Безумец, залитый кровью, уже успел подняться, после того как припал к трупу жреца, и закричал в ночное небо. Ночной вой охрипшего волка, одномоментно потерявшего всю свою стаю, и рядом не стоял со звуком, который смог издать юноша. После чего он встал и посмотрел прямо в глаза Тихону. На расстоянии полёта стрелы Тихон всё равно до дрожи испугался этого взгляда. Короткое движение рукой и ритуальный кинжал насквозь пробил голову лучника, глубоко вонзившись в дерево позади.


Стрела пробила шею главного вотяка. Сигнал! Выскочив из-за деревьев, Милонег побежал по опушке к ближайшему жрецу. Тот даже не смотрел на него. Удар рукояткой сабли в темечко отправил дикаря в глубокий сон. Как-то запоздало раздался девичий крик, ведь после прилёта стрелы Милонег уже успел вырубить ближайшего врага. Он поднял голову в сторону костра, как раз вовремя, чтобы увидеть летящее в его сторону тело и успеть лечь на землю. Девушка в красных одеждах пролетела над его головой, брошенная какой-то невероятной силой.

Вскочив обратно на ноги, Милонег бросился с саблей на окровавленного юношу стоящего у мёртвого жреца, который только что волком выл на луну, а затем метнул куда-то вдаль свой кинжал и уже поворачивался к воину. Со всех сторон уже набегали еще ушкуйники, вырубившие или обездвижившие своих жрецов. Это был приказ Тишило, так как они не увидели в святилище золота, людей следовало не убивать, а, по возможности, лишь обездвиживать, чтобы можно было потом допросить. Незнание языка вотяков, по мнению капитана, вполне бы компенсировал язык стали и крови.

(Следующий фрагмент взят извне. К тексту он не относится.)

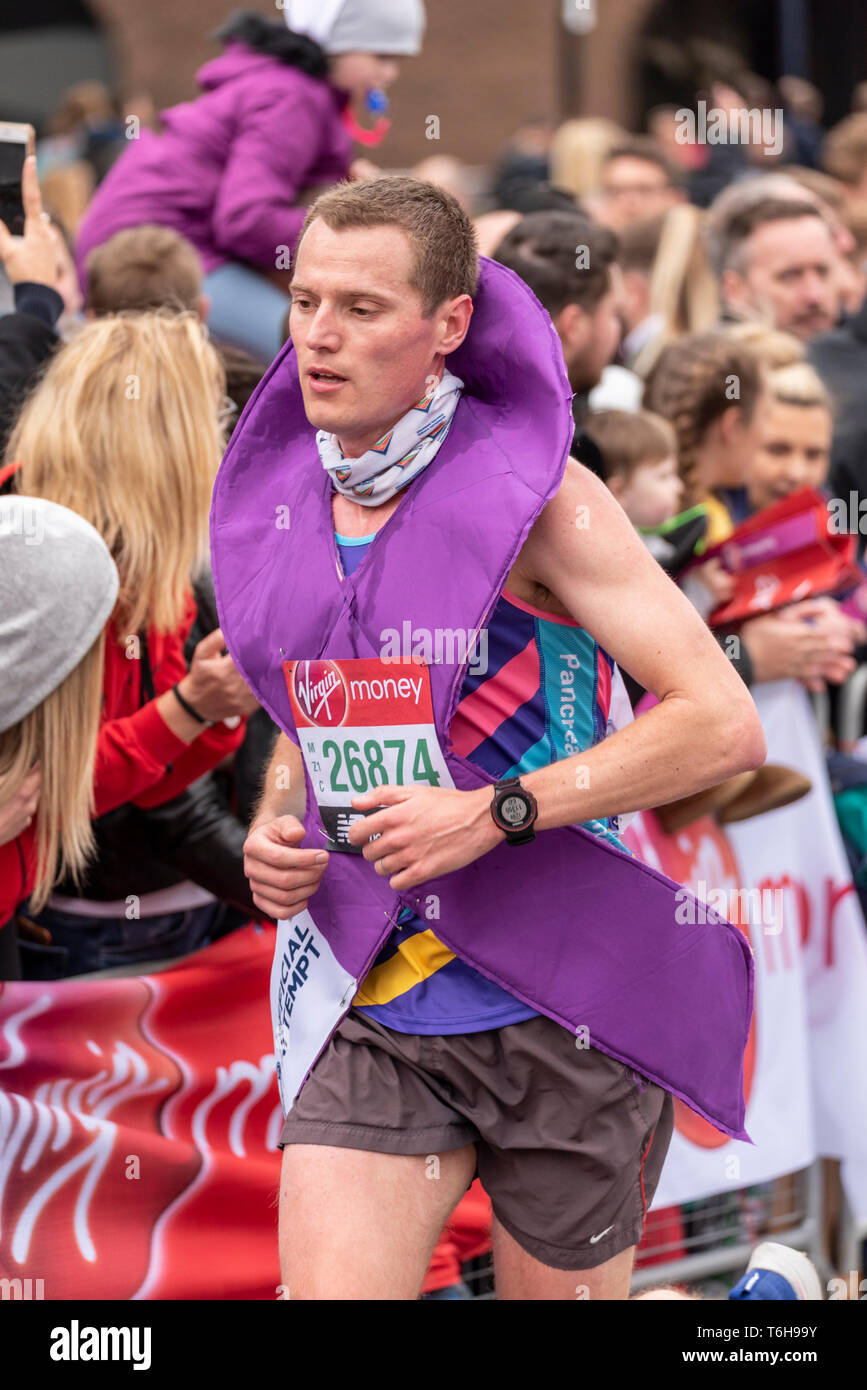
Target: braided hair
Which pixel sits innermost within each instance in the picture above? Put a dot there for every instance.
(696, 380)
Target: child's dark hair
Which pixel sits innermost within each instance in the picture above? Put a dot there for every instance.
(627, 438)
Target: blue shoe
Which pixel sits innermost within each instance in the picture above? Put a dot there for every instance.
(780, 1273)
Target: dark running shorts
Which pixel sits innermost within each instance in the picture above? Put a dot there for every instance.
(570, 1143)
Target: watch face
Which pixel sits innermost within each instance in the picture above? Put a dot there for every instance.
(514, 811)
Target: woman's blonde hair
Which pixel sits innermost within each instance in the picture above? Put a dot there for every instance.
(798, 384)
(773, 346)
(124, 430)
(669, 250)
(578, 153)
(61, 734)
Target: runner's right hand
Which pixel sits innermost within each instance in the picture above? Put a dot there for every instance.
(213, 684)
(282, 877)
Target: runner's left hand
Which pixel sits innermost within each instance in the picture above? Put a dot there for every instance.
(424, 831)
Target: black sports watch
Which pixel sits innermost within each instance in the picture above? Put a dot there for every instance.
(514, 811)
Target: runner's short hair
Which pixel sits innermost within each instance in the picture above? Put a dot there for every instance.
(442, 235)
(564, 257)
(143, 268)
(627, 439)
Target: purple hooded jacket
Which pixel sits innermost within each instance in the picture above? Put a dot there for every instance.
(571, 926)
(228, 167)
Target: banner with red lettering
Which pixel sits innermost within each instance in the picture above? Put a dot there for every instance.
(139, 1121)
(784, 880)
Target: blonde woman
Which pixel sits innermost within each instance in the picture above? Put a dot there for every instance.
(578, 153)
(124, 431)
(50, 692)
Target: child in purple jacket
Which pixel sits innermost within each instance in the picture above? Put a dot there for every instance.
(228, 170)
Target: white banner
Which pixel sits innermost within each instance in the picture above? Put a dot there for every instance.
(806, 1065)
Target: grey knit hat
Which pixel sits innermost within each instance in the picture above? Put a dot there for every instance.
(57, 588)
(388, 27)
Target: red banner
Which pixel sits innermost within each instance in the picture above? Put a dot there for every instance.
(138, 1134)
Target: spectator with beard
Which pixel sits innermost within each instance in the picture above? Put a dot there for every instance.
(778, 263)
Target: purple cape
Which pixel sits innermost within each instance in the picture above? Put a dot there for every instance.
(570, 925)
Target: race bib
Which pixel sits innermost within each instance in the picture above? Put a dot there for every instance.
(363, 723)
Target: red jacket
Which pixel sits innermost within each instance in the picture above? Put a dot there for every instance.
(138, 758)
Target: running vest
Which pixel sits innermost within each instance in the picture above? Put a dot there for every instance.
(570, 925)
(512, 716)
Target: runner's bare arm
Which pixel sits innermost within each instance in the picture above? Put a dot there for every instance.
(705, 729)
(282, 877)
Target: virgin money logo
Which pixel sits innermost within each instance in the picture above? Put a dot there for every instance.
(321, 694)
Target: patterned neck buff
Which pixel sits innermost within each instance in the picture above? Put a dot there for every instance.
(403, 452)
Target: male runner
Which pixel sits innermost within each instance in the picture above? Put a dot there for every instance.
(435, 1066)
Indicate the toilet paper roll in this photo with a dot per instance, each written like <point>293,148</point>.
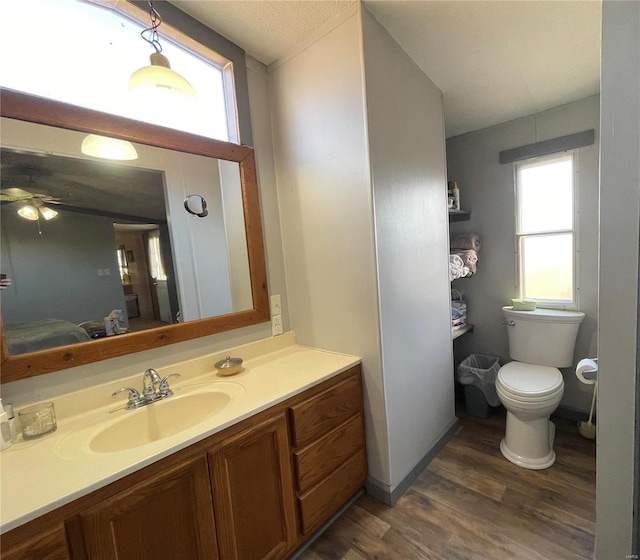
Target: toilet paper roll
<point>586,367</point>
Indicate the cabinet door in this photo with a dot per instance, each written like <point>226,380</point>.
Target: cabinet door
<point>168,516</point>
<point>253,493</point>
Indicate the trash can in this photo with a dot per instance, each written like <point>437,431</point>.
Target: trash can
<point>478,373</point>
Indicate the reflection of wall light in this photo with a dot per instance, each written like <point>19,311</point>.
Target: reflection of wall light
<point>47,213</point>
<point>108,148</point>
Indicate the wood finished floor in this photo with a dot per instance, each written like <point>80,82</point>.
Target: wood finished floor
<point>471,503</point>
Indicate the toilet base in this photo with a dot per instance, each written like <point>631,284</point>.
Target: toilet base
<point>529,444</point>
<point>537,464</point>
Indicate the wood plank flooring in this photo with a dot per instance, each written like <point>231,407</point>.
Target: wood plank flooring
<point>470,503</point>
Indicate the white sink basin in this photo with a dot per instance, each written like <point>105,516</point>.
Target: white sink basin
<point>158,421</point>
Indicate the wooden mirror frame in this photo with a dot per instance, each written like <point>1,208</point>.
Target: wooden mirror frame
<point>24,107</point>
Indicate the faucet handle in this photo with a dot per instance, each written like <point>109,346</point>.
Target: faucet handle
<point>135,400</point>
<point>164,388</point>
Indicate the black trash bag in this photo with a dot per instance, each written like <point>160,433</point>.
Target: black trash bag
<point>481,371</point>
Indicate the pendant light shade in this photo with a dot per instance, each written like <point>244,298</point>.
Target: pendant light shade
<point>28,212</point>
<point>108,148</point>
<point>157,85</point>
<point>158,78</point>
<point>47,213</point>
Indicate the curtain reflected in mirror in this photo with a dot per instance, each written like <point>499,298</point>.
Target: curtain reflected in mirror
<point>121,255</point>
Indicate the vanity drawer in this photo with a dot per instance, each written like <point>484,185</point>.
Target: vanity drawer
<point>323,500</point>
<point>323,412</point>
<point>319,459</point>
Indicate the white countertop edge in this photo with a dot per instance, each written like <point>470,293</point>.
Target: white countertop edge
<point>17,519</point>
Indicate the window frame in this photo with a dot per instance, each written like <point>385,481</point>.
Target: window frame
<point>574,230</point>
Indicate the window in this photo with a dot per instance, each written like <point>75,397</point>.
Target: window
<point>84,54</point>
<point>156,264</point>
<point>546,233</point>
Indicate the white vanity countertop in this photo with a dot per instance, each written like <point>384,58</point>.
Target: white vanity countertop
<point>40,475</point>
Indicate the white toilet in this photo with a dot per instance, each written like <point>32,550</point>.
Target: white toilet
<point>531,387</point>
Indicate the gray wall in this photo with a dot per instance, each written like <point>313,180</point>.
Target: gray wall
<point>406,145</point>
<point>487,190</point>
<point>55,274</point>
<point>618,318</point>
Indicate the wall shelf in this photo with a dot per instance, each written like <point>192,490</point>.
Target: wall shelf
<point>459,215</point>
<point>459,332</point>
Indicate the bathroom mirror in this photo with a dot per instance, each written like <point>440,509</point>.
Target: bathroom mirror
<point>188,243</point>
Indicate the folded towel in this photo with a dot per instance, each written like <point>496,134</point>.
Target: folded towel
<point>456,265</point>
<point>466,241</point>
<point>469,258</point>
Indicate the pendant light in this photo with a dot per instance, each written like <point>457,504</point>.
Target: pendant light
<point>158,79</point>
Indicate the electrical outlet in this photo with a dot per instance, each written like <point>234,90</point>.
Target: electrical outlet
<point>276,305</point>
<point>276,325</point>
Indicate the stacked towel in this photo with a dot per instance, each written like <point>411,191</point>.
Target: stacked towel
<point>469,259</point>
<point>456,267</point>
<point>466,241</point>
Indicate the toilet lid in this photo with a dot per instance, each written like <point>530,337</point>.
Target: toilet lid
<point>529,380</point>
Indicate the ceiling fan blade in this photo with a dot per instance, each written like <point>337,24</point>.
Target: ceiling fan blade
<point>15,193</point>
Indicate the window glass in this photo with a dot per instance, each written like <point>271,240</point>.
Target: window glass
<point>546,196</point>
<point>545,230</point>
<point>547,263</point>
<point>84,54</point>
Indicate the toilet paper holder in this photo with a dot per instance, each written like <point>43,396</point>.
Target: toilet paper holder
<point>587,370</point>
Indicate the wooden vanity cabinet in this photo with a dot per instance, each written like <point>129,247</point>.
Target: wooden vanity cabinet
<point>255,491</point>
<point>329,454</point>
<point>169,515</point>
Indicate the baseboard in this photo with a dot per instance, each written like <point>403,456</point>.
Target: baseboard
<point>391,496</point>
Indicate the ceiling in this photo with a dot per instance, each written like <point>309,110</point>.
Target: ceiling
<point>493,60</point>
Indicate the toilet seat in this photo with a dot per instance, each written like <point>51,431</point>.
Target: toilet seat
<point>528,382</point>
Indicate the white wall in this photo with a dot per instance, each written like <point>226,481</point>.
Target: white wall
<point>618,318</point>
<point>361,187</point>
<point>406,141</point>
<point>487,190</point>
<point>326,210</point>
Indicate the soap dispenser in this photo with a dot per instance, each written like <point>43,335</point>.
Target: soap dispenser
<point>5,429</point>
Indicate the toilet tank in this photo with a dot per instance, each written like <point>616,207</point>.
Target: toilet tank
<point>544,337</point>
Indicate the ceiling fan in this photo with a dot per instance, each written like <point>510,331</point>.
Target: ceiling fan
<point>32,205</point>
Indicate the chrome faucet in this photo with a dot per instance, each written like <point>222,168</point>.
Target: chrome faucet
<point>150,383</point>
<point>154,389</point>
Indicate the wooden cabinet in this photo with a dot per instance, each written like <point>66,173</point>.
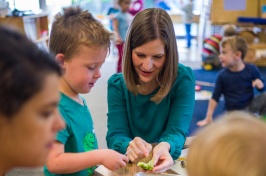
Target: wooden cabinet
<point>34,26</point>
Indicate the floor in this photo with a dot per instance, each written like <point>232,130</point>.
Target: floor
<point>97,98</point>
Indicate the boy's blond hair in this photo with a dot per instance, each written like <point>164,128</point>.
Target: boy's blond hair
<point>229,30</point>
<point>75,27</point>
<point>233,146</point>
<point>237,43</point>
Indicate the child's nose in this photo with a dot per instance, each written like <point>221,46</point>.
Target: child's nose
<point>98,73</point>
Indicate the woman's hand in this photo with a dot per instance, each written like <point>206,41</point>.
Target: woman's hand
<point>162,158</point>
<point>113,160</point>
<point>138,148</point>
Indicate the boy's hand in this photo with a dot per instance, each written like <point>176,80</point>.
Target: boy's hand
<point>113,160</point>
<point>162,158</point>
<point>257,83</point>
<point>204,122</point>
<point>138,148</point>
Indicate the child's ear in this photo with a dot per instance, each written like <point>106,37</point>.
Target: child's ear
<point>60,58</point>
<point>239,54</point>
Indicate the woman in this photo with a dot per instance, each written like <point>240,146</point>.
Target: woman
<point>153,100</point>
<point>29,118</point>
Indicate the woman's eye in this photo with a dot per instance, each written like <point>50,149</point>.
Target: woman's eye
<point>140,55</point>
<point>46,114</point>
<point>91,68</point>
<point>157,57</point>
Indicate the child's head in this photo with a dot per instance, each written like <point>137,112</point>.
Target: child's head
<point>233,146</point>
<point>81,44</point>
<point>29,117</point>
<point>124,5</point>
<point>233,49</point>
<point>75,28</point>
<point>149,25</point>
<point>229,30</point>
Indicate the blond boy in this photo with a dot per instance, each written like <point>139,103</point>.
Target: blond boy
<point>81,44</point>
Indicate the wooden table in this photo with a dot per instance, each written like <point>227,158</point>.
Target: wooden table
<point>132,169</point>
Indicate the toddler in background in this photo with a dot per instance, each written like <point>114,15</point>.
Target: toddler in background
<point>236,82</point>
<point>81,44</point>
<point>232,146</point>
<point>211,47</point>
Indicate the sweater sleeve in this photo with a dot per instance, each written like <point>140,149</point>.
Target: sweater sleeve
<point>218,89</point>
<point>256,75</point>
<point>63,134</point>
<point>181,111</point>
<point>118,134</point>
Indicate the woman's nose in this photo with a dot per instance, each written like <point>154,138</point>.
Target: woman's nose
<point>148,63</point>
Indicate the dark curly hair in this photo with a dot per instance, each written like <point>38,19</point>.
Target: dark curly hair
<point>23,67</point>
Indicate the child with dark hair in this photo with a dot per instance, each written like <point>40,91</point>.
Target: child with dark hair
<point>211,47</point>
<point>29,117</point>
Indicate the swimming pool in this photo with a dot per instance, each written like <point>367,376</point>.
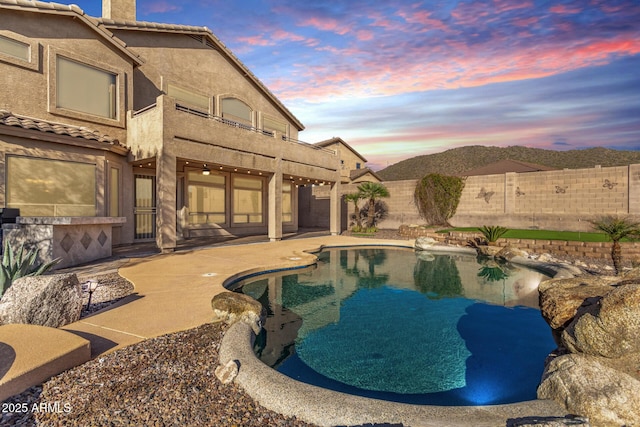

Залитый кровью юноша выглядел так, что как-то совсем уж не хотелось пытаться взять его в плен. Милонег крепче ухватил каплевидный щит и, отведя назад саблю, стал подходить к безумцу. Резким прыжком, как дикий зверь, тот подпрыгнул к воину и вырвал щит из его рук. Милонег потерял равновесие от рывка и упал на грудь, после чего его же щитом-каплей ему с размаха отсекли голову.


"Господи, он вырвал щит прямо из руки и им же отрубил голову как топором! Вот жеж сука какая!" Чуть не обмочив портки от ужаса, Траян пытался незамеченным приблизиться к чудовищному созданию. Юноша, освещаемый лишь костром и спокойно стоящий у главного жреца, в считанные мгновения превратился в чудовище, убивающее всех без разбора. Отрубив голову щитом Миронегу, монстр бросился на следующего пирата и тем же щитом сначала ребром сломал тому ногу, а затем плашмя ударил в лицо, отправив в низкий полёт. Не успело тело упасть, зверь уже схватил оброненную саблю и бросился к следующей жертве. Один за другим он убивал товарищей Траяна. В этой бойне казалось, что скоро уже не будет использоваться оружие, и эта мразь начнёт зубами и когтями рвать нападающих. На секунду потеряв из виду мечущегося от жертвы к жертве убийцу, Траян резко всем нутром ощутил на спине взгляд самой смерти. Воин резко обернулся. Его тело упало на колени. Его голова покатилась в кусты.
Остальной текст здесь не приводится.